The Esoterics is a vocal ensemble based in Seattle, Washington that performs contemporary a cappella choral settings of poetry, philosophy, and spiritual writings.

== History ==
The Esoterics was founded in the early 1990s by director Eric Banks for his Master's and Doctoral recitals in Choral Studies at the University of Washington. They performed for the first time in June 1993 at the newly established Seattle Art Museum. The group has performed over 300 pieces during its first 30 years of existence.

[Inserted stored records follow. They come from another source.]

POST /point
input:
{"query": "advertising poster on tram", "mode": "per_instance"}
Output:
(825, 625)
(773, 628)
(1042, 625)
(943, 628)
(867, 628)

=== Polyphonos yearly competition ===
In 2005, The Esoterics announced the inauguration of its annual choral composition competition, Polyphonos, which awards three premiere commissions each year to a national composer, an international composer, and a young composer under 30 years of age.

=== Awards ===
In the 2000s, The Esoterics won an ASCAP award and Chorus America's award under the Adventurous Programming of Contemporary Music category.

==Discography==
- Beata. Seattle, WA:Terpsichore (1997).
- Antiphonia. Seattle, WA:Terpsichore (1999).
- Elementia. Seattle, WA:Terpsichore (2001).
- Penitentia. Seattle, WA:Terpsichore (2004).
- Immaginosa. Seattle, WA:Terpsichore (2005).
- Sonettaria. Seattle, WA:Terpsichore (2006).
- Nottura. Seattle, WA:Terpsichore (2006).
- Mandala. Seattle, WA:Terpsichore (2008).
- Ru'ia. Seattle, WA:Terpsichore (2009).
- Ourania. Seattle, WA:Terpsichore (2009).
- Barber. Seattle, WA: Terpsichore (2010).